Abstract

With the advent of the Internet-of-Things (IoT) technologies, millions of low-resource devices are constantly used at the network’s edge. As a result, the large amount of private and sensitive data generated by these devices must be securely transported, stored, and processed, posing a challenge because these resource-constrained IoT devices cannot meet the criteria of conventional encryption ciphers. Due to this limitation on IoT-enabled devices, lightweight cryptography has emerged as a new area of study. Lightweight block ciphers, a subfield of lightweight cryptography, include the substitution–permutation network (SPN) and Feistel-based networks. Feistel networks are further divided into two types: classical Feistel networks and generalized Feistel networks (GFN). While classical Feistel ciphers divide a message into two sub-blocks, GFN divides a message into k sub-blocks for some k > 2 called the partition number. One popular form of GFN is the so-called Type-II. Unfortunately, this type of Feistel structure needs a large number of rounds to obtain a full diffusion property. A full diffusion means all output sub-blocks are affected by all input sub-blocks.
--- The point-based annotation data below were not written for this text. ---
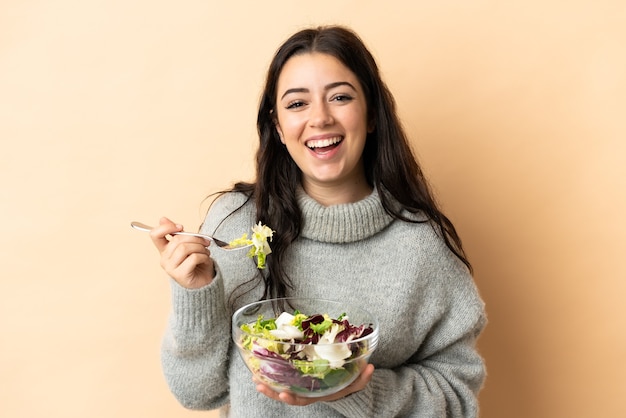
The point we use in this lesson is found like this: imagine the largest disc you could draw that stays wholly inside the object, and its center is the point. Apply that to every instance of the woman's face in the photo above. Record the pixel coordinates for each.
(321, 118)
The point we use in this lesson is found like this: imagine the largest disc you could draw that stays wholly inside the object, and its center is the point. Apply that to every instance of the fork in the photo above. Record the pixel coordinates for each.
(221, 244)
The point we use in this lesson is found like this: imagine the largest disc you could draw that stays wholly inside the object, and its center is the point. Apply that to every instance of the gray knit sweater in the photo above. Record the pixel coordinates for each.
(429, 310)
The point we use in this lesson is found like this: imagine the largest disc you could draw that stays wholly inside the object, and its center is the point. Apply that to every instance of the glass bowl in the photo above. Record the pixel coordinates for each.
(285, 359)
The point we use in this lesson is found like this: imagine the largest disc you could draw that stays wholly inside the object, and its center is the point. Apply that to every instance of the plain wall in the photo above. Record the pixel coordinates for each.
(113, 111)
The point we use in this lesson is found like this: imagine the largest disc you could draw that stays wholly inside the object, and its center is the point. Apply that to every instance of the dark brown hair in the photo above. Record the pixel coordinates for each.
(389, 162)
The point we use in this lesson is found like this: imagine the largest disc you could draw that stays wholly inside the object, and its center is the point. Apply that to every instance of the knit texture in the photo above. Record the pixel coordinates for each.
(428, 307)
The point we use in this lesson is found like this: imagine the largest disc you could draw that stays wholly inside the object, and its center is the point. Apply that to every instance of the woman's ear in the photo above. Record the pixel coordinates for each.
(371, 125)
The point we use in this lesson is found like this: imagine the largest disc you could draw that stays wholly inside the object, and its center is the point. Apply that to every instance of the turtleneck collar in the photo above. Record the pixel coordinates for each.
(344, 222)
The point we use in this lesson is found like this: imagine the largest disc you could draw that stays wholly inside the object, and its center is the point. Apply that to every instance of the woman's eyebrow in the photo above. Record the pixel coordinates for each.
(327, 87)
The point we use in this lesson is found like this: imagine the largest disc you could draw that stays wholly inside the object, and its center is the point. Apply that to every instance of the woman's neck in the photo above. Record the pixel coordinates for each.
(336, 194)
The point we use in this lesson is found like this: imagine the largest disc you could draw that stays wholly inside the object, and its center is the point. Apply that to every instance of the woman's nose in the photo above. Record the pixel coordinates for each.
(320, 116)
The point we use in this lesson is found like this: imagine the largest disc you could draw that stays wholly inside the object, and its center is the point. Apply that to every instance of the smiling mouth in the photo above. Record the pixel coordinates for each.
(321, 145)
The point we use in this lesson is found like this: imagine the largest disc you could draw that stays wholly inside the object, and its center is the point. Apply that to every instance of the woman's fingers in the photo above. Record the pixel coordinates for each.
(291, 399)
(184, 258)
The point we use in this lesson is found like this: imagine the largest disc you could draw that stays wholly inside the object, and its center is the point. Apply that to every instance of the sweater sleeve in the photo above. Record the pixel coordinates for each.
(444, 375)
(194, 352)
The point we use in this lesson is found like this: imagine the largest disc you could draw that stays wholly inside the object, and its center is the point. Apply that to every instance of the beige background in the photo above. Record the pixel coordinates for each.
(118, 110)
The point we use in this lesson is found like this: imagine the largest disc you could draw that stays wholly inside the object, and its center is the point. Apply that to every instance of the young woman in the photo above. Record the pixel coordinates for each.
(353, 219)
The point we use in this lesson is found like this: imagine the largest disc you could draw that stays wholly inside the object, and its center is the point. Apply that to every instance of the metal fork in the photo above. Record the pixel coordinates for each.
(221, 244)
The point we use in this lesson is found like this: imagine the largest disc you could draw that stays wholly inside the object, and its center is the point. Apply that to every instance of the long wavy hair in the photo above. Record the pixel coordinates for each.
(389, 162)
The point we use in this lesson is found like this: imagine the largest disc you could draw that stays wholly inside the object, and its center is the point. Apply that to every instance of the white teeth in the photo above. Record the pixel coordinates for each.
(321, 143)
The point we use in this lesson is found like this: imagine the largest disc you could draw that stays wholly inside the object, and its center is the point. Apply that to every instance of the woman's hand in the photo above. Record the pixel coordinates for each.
(291, 399)
(186, 259)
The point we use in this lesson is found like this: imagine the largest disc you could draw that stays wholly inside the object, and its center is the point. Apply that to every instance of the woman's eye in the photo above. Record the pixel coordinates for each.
(295, 104)
(342, 98)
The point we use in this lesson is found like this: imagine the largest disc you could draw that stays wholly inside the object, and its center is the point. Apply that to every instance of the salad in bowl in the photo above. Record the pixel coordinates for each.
(311, 347)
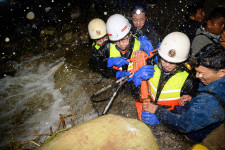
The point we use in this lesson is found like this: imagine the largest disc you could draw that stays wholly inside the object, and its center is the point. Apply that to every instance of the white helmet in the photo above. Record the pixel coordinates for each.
(96, 29)
(117, 27)
(175, 47)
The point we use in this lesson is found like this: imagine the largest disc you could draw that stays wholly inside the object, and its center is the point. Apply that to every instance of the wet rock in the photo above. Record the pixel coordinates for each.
(106, 132)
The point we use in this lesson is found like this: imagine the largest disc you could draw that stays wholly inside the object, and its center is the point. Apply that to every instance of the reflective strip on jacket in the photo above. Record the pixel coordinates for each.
(115, 53)
(170, 94)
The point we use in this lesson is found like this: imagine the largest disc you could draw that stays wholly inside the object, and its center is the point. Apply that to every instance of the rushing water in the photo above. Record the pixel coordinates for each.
(30, 102)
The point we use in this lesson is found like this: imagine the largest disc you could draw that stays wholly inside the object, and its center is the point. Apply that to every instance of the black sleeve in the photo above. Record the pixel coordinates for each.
(190, 86)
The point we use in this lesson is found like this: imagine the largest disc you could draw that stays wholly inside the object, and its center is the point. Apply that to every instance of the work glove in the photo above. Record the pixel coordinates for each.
(146, 45)
(149, 118)
(121, 74)
(143, 73)
(117, 61)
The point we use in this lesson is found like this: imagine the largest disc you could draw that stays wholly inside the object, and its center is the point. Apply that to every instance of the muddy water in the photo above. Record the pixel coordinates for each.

Therefore, this paper proposed a new lightweight block cipher by modifying the GFN structure, focusing on providing optimal security to the cipher with a small number of rounds. The algorithm was subjected to a series of statistical and cryptographic randomization analyses in order to investigate the avalanche effect on the ciphertext and the algorithm’s random properties, such as confusion, diffusion, and independence. The avalanche criterion and output randomness results show that this algorithm meets the fundamental security requirement for a lightweight block cipher.